This week, Pastor J.D. answers the question “Why does God seem cruel in some parts of the Bible?”
Show Notes:
- I always joke that if there are five questions I’m going to be asked on a college campus, this is one of them.
- I don’t want to give one general answer here. We’ve done episodes like that before where you have to press into the individual passage itself, and find within it the clues that shows you that the same God that we find in Jesus—the merciful God, the one who’s willing to die on the cross is the same God of the Old Testament. Sometimes people think Old Testament God is like God in His middle school years—He’s crank and then he basically gets saved and comes back as Jesus who is loving and gentle. But what Jesus said was far different.
- Jesus said that they really are the same.
- Let’s just take one example. David commits the sin in 2 Samuel 24 where he counts the people and God told him not to do that. David does it anyways, and because of that, God sends a plague where 70,000 people die.
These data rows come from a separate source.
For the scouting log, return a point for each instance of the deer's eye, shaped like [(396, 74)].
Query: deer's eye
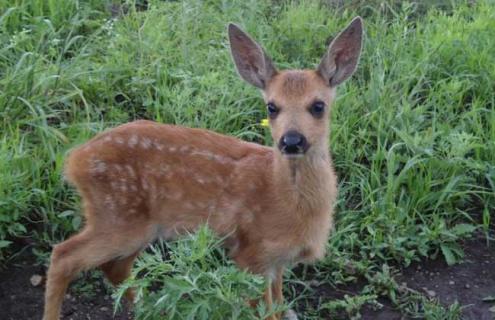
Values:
[(317, 109), (272, 110)]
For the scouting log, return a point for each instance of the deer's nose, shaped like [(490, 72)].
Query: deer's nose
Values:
[(292, 142)]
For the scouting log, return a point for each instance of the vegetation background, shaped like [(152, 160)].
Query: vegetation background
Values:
[(412, 134)]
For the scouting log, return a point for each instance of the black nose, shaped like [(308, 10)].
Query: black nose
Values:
[(292, 142)]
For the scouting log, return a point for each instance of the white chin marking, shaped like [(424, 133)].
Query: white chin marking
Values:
[(294, 156)]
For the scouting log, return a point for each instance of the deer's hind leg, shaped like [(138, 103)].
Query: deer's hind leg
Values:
[(89, 249), (119, 270)]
- When you look at that, you might think, “What kind of god is this?” in response to something that wasn’t really even that bad. David just counted the people that God strikes down 70,000 innocent people.
- What we’re not going to dive into is why that sin was actually really bad, but let’s talk on the question of 70,000 people dying something that not even really their sin.
- The passage makes it clear: God was angry with the sin of Israel. And David was just his instrument for letting punishment come to Israel. What that means is that these weren’t all innocent people. And in a bigger sense, that’s the truth of the entire human race. All of us were not guilty of every sin, but all of us are guilty of enough sin that we stand under God’s condemnation.
- One time in the New Testament, there was this tower that fell on Jewish people and the disciples asked Jesus if they were the most wicked people in Israel? Jesus said, no. He said, “Truly, truly, unless you repent, you will all likewise perish.” So the question is, “Why are any of us still living today?”
- Whatever God is doing in the human race is in one sense justified.
- The second part of my answer is this: Others are not held guilty for our sins, but the Bible teaches that our sins do have an effect on others. I mean, we all know that right? If you have a father who is an alcoholic, then the kids suffer. The kids didn’t do anything wrong, but they suffer for it. If one marriage partner sins, then both the other spouse and the kids suffer from their sinful choices.
- There’s constant things throughout the Bible that just remind you that our sin affects people and when it’s the sin of a leader like David, then yes, people suffer.
- Innocent people suffer from my mistakes as a father and as a pastor. It raises the level of leadership.
- One more thing: You might say, “Well, that’s what I’m talking about, the 70,000 people didn’t just experience some negative effects of David’s leadership. They died, and that is just so ultimate.”
- It was really liberating for me when I when I finally got my head around it. In the Bible’s perspective, physical death is not ultimate in terms of judgment. Every single person in the story of David and the counting of the people are dead right now including David and Samuel—the most righteous people—all of them have passed away. The 70,000 just died early. To use Tim Keller’s phrase, “He collected a few people early for the sake of many people’s eternities.” That is hardly immoral.
- From an eternal perspective, physical death is not the ultimate judgment, eternal life or eternal death. That’s the ultimate judgment
- So you have to have an eternal perspective about this stuff. You have to realize that death looks big to us. But in light of eternity, it’s not that big and ultimate justice comes in either heavenly reward or it comes in an eternal punishment.
- God’s justice is like the ocean. You can never get to the bottom of it. And the one thing no one will ever say, when we get into eternity, is that is that God was wrong, or we were more just than he was.